The model can successfully reproduce the atmospheric evolution of a lifeless Earth: it consistently predicts an anoxic atmosphere and temperate surface conditions after 4.5 Gyrs of evolution. This result is insensitive to model uncertainties such as the details of atmospheric escape, mantle convection parameterizations, initial radiogenic inventories, the efficiency of crustal oxygen sinks, and unknown carbon cycle and deep-water cycle parameters. This suggests abundant oxygen is a reliable biosignature for literal Earth twins, defined as Earth-sized planets at 1 AU around sunlike stars with 1-10 Earth oceans and less initial carbon dioxide than water.

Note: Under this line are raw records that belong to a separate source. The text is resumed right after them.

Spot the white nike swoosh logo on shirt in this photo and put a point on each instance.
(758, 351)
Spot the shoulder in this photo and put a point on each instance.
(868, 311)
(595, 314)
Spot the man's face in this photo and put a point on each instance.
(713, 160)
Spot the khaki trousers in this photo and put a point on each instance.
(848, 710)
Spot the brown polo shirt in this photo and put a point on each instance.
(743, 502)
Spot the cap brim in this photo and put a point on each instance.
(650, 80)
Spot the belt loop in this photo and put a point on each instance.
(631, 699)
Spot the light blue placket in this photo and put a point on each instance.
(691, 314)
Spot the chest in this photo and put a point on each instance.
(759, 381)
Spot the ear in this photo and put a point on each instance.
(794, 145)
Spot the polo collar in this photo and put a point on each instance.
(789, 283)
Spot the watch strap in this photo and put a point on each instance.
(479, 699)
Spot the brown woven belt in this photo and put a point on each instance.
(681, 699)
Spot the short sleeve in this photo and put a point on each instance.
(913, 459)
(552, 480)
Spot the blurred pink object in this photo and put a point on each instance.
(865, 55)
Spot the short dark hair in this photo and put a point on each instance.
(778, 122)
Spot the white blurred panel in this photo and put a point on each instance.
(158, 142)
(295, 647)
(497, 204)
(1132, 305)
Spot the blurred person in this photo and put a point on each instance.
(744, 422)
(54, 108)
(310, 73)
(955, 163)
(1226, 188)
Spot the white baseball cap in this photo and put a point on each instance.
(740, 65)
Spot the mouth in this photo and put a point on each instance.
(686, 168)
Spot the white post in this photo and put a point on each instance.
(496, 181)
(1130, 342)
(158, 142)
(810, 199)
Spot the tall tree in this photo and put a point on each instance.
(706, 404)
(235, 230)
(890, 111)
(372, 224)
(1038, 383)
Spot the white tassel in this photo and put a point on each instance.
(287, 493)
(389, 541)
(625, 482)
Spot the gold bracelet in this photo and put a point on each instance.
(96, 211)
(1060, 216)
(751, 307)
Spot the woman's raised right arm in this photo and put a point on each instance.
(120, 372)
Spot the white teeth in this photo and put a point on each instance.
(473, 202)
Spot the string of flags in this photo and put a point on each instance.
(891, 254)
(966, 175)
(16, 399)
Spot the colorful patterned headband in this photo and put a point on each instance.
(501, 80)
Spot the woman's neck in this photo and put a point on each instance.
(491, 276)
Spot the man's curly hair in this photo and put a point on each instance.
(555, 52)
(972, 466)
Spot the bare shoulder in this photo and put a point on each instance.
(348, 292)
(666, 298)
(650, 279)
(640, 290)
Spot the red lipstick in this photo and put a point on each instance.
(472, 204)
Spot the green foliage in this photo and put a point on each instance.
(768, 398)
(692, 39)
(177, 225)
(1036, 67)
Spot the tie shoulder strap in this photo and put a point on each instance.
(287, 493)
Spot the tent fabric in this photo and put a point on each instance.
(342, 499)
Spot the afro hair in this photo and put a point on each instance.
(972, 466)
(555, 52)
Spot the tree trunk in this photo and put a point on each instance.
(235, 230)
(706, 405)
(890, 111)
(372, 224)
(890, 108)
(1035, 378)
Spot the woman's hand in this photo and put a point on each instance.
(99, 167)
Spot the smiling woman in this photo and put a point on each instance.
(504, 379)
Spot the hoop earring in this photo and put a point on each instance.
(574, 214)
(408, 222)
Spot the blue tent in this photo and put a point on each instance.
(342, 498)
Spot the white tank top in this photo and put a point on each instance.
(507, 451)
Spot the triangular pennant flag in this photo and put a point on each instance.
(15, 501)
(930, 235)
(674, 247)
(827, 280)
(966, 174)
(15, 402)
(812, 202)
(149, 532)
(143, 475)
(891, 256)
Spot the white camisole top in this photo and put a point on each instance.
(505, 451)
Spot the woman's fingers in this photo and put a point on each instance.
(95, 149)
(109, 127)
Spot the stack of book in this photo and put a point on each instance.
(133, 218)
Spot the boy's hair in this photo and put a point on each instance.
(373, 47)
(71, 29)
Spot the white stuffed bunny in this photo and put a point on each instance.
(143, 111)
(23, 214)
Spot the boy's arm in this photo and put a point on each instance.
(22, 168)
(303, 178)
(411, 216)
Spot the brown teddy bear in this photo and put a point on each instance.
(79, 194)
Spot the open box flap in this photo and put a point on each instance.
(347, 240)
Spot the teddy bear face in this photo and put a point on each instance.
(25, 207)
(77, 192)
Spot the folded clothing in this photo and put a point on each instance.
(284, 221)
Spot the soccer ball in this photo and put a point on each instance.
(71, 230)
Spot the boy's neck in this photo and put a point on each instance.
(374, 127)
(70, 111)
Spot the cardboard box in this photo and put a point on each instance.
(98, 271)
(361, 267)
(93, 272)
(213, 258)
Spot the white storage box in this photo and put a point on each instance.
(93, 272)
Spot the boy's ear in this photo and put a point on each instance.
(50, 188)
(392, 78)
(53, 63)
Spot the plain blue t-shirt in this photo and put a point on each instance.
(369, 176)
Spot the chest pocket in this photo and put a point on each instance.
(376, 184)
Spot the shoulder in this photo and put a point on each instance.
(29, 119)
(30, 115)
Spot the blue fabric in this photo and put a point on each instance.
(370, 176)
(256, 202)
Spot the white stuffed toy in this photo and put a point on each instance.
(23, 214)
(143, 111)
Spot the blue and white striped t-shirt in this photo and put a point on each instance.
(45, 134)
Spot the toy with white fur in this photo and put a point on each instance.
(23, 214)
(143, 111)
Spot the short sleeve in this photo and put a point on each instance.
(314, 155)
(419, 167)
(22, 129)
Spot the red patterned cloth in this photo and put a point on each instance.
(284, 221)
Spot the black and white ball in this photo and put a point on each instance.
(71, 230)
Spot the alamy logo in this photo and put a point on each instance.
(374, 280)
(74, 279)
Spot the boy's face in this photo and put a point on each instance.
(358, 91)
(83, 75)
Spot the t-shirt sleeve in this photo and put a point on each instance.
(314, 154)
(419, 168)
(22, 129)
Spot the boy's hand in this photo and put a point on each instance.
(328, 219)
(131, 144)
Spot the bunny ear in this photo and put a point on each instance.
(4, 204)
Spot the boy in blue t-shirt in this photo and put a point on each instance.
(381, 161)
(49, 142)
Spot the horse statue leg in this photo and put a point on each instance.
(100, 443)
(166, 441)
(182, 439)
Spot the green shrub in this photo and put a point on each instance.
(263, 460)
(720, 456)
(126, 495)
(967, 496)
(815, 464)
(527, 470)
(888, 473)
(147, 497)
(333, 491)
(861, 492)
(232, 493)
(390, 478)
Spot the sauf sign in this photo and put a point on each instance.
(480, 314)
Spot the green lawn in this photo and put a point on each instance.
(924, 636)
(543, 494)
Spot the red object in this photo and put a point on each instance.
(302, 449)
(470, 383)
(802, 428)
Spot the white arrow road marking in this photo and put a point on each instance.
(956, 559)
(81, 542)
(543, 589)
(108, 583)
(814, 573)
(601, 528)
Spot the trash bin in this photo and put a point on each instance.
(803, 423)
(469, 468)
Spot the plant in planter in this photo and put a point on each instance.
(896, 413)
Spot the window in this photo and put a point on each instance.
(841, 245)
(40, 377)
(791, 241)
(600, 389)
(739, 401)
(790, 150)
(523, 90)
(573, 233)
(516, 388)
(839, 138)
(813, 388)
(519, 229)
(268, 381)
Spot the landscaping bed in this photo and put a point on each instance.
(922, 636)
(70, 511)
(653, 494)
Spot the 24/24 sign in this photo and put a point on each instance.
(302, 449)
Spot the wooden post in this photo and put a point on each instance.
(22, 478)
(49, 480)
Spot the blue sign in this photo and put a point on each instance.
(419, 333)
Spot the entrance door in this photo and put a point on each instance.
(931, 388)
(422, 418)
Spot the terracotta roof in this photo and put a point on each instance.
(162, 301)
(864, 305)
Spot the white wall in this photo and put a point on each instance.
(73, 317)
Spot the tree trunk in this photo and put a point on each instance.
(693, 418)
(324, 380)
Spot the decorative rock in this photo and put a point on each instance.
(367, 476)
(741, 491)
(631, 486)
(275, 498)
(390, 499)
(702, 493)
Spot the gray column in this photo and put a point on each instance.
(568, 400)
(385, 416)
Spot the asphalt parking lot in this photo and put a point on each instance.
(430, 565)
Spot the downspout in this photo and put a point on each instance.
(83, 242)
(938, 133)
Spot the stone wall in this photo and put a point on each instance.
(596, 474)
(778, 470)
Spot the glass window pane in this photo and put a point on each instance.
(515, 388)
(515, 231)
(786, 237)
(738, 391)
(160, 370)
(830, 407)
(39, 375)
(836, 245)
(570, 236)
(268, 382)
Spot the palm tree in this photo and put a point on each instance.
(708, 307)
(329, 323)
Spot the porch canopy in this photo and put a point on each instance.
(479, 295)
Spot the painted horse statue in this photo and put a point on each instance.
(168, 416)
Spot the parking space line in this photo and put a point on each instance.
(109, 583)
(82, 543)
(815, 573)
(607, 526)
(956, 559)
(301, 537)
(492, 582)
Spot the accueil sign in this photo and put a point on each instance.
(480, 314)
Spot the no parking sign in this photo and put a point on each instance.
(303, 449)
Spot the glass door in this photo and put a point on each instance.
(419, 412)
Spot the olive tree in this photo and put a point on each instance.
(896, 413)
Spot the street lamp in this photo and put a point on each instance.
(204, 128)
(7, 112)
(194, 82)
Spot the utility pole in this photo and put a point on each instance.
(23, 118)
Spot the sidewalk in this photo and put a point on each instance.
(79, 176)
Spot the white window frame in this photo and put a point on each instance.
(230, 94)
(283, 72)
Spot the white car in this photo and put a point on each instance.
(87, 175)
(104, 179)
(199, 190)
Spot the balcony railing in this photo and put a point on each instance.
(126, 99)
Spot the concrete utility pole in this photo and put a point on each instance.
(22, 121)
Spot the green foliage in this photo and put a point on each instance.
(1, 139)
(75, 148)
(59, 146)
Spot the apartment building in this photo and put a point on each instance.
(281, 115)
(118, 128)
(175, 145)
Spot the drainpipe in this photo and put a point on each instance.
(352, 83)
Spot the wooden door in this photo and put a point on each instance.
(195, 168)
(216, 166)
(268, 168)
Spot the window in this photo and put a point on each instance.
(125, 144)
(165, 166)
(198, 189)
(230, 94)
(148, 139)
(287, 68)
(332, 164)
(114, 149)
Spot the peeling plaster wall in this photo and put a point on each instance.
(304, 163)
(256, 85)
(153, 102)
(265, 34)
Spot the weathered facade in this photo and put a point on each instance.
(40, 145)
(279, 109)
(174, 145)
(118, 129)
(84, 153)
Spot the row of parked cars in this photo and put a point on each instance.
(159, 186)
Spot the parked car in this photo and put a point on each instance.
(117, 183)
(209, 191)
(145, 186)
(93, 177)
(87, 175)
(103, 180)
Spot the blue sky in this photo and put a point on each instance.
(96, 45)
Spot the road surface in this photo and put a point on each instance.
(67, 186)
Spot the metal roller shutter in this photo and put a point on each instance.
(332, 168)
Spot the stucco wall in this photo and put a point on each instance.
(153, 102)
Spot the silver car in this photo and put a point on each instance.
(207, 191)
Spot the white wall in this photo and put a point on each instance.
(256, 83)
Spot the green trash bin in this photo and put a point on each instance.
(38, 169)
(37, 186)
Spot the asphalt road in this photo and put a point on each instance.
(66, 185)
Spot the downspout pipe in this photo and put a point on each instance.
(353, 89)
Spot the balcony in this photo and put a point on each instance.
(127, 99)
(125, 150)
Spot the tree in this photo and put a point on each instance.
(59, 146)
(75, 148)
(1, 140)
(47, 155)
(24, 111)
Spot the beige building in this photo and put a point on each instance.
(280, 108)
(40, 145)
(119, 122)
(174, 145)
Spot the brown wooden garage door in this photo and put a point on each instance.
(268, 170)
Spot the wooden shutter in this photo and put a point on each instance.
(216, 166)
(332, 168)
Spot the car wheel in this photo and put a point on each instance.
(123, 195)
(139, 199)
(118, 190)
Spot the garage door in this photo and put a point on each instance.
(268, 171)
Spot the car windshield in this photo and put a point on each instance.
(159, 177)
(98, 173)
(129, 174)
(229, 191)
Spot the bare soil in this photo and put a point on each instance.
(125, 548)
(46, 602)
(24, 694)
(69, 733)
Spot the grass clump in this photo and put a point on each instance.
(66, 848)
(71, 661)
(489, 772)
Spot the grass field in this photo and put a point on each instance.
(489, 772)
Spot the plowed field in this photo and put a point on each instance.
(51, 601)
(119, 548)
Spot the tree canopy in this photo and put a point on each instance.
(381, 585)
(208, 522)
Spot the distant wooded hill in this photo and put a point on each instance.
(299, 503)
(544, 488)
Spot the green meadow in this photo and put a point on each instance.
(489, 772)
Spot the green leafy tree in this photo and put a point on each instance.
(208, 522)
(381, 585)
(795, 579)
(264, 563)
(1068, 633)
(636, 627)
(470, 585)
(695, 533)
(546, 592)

However, if initial volatile inventories are permitted to vary outside these “Earth-like” ranges, then dramatically different redox evolution trajectories are permitted. We identify three scenarios whereby Earth-sized planets in the habitable zones of sunlike stars could accumulate oxygen rich atmospheres (0.01–1 bar) in the absence of life. Specifically, (i) high initial CO2:H2O endowments, (ii), >50 Earth ocean water inventories, or (iii) extremely volatile poor initial inventories, could all result in oxygen-rich atmospheres after 4.5 Gyrs of evolution. These false positives arise despite the assumption that there is always sufficient non-condensible atmospheric gases, N2, to maintain an effective cold trap (Wordsworth & Pierrehumbert 2014). Fortunately, all three of these oxygen false positive scenarios could potentially be identified by thorough characterization of the planetary context. Using time resolved photometry to deduce surface maps would be especially helpful in ruling out high water inventory, waterworld false positives (Lustig-Yaeger et al. 2018).

The model also sheds light on the atmospheric evolution of Venus and Venus-like exoplanets. We can successfully recover the modern state of Venus’ atmosphere, including a dense CO2-dominated atmosphere with negligible water vapor and molecular oxygen. Moreover, there is a clear dichotomy in the evolutionary scenarios that recover modern Venus conditions, one in which Venus was never habitable and perpetually in runaway greenhouse since formation, and another whereby Venus experienced ~1-2 Gyr of surface habitability with a ~100 m deep ocean (c.f. Way et al. 2016). We explore the likelihood of each scenario and suggest future in situ observations that could help discriminate between these two alternative histories.

Figure 1

Schematic of terrestrial planet geochemical evolution model. The planetary redox budget, thermal-climate evolution, and volatile budget are modeled from initial magma ocean (left) through to temperate geochemical cycling (right). Oxygen fluxes are shown by green arrows, energy fluxes by black arrows, carbon fluxes by orange arrows, and water fluxes by blue arrows. Note that the net loss of H to space effectively adds oxygen to the atmosphere. During the magma ocean phase, the radius of solidification, rs, begins at the core-mantle boundary and moves toward the surface as internal heat is dissipated. The rate at which this occurs is controlled by radiogenic heat production, Qradioactive, and convective heatflow from the mantle to the surface, qm. This internal heatflow balances the difference between outgoing longwave radiation, OLR, and incoming shortwave radiation, ASR. The oxygen fugacity of the mantle, fO2, and the water and carbon content mantle and surface reservoirs are tracked throughout.

References

  • Lustig-Yaeger, J., et al. (2018). Detecting ocean glint on exoplanets using multiphase mapping. The Astronomical Journal, 156(6), 301.

  • Way, M. J., et al. (2016). Was Venus the first habitable world of our solar system? Geophysical Research Letters, 43(16), 8376-8383.

  • Wordsworth, R., & Pierrehumbert, R. (2014). Abiotic oxygen-dominated atmospheres on terrestrial habitable zone planets. The Astrophysical Journal Letters, 785(2), L20.